Bikin Rume Tradisi Betawi. Setelah selesai membuat baturan disiapkan 5 bate (batang)  garam. Garam-garam itu di letakkan di tiap pojok tanah dan yang  sebate lagi diletakkan di tengah-tengah. Menurut adat Betawi garam itu ditakuti oleh orang alus baik berupa jin, setan, kuntilanak, longga-longga, kolong wewe, dan sejenisnya. Pada saat memasang umpak batu sebagai alas tiang guru, sebelum tiang guru didirikan, di atas umpak batu diletakkan uang ringggitan, perakan, atau gobangan. Ini dimaksudkan agar kehidupan pemilik rumah nantinya akan murah rejeki dan makmur. Dan nanti setelah rangka bangunan berdiri sebelum memasang kaso di tiang ander diikatkan sepandan pisang raja, sepandan kelapa, sedapur tebu, dan dikibarkan bendera merah putih. Di wilayah tertentu ada pula yang selamatan dengan membuat bubur merah putih dan bubur itu diplengsong (dibungkus) kemudian diletakkan di tiap tiang guru. Ini diyakini sebagai sesajen agar orang alus tidak mengganggu penghuni rumah.

Bikin Rume Tradisi Betawi. Dahulu kala membuat rumah bagi orang Betawi sangat simpel. Bahan bangunannya didominasi dari bambu. Karena simpelnya maka jika bangunan rumah hendak dipindahkan ke lahan yang lain, cukup digotong oleh beberapa orang tetangga yang dengan sukarela membantu. Rumah yang dibuat dari bahan kayu pun dapat dipindahkan dengan cara yang sama, namun harus nyambat (meminta bantuan) tetangga lebih banyak lagi. Pembagian ruangnya pun tidak berbelit-belit yaitu ruang tamu, kamar tidur, dan dapur. Ruang tamu sering pula cuma di beranda. Ruang keluarga sama dengan ruang tengah. Kamar tidur yang disebut pangkeng terdiri dari dua sampai tiga kamar sebagai kamar tidur orang tua, anak perempuan dan anak laki-laki. Kalau ada tamu laki-laki yang menginap biasanya disiapkan alat tidur dari tikar pandan di ruang tengah dan ditemani oleh pihak laki-laki.  Jika yang datang menginap adalah perempuan, maka ia dipersilahkan tidur di kamar tidur dengan ditemani pihak perempuan.

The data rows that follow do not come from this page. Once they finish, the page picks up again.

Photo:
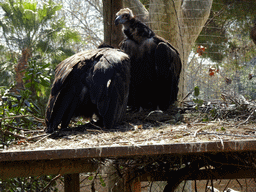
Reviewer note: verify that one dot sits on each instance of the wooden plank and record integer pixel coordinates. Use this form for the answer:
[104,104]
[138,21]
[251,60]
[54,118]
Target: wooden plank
[72,183]
[204,175]
[130,151]
[14,169]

Bikin Rume Tradisi Betawi. Menurut tradisi Betawi rumah yang belum dipasangi jendela dan pintu pantang untuk dihuni. Bahkan pemiliknya juga belum boleh menginap jika rumahnya belum sempurna. Pekerjaan terakhir adalah memasang ragam hias, apakah itu gigi balang, pucuk rebung, dan lain-lain. Lalu disempurakan lagi dengan memasang dekorasi interior dan eksterior, antara lain memasang kaligrafi (jenis lukisan kaca) berbunyi  assalamualaikum warahmatullahi wabarakatuh, bismillah, atau dua kalimat syahadat di kusen luar pintu masuk utama. Di dinding luar depan dekat jendela dipasang kapstok yang berhiasan lukisan kaca. Atau kaligrafi lain dipasang di dinding bagian dalam.

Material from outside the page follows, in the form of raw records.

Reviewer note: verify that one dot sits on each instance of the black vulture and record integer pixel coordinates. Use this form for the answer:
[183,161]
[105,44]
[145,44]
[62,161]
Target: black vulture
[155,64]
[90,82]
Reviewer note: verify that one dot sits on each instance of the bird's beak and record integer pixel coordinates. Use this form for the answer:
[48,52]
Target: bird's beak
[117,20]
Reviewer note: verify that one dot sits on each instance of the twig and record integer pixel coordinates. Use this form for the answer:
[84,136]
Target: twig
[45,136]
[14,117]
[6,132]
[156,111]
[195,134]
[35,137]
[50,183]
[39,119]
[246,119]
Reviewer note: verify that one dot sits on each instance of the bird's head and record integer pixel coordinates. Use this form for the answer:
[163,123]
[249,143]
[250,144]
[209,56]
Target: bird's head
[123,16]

Dan yang  unik lagi – kalau tidak dipasang kaligrafi – dipasang juga di tempat yang sama gambar buraq yaitu kendaraan yang digunakan oleh Rasulullah pada saat melakukan Isra Mi’raj. Buraq ini dalam deskripsi orang Betawi sebagai gambar kuda putih mulus dengan wajah perempuan cantik jelita dan bersayap keemasan. Kenapa digambarkan sedemikian rupa? Buraq itu suatu kendaraan yang berjalan sangat cepat maka digambarkan seperti kuda. Ia juga bisa terbang, digambarkan bersayap kokoh indah. Dan ia juga dapat berbicara dengan lemah lembut, maka digambarkan berwajah wanita cantik jelita. Buraq ini dalam bahasa syariatnya adalah kendaraan yang amat cepat tidak mudah dipantau saking cepatnya (ekstra-ekstra-ekstra super sonik). Kombisani warna gambar atau lukisan buraq sedemikian rupa sehingga enak dilihat.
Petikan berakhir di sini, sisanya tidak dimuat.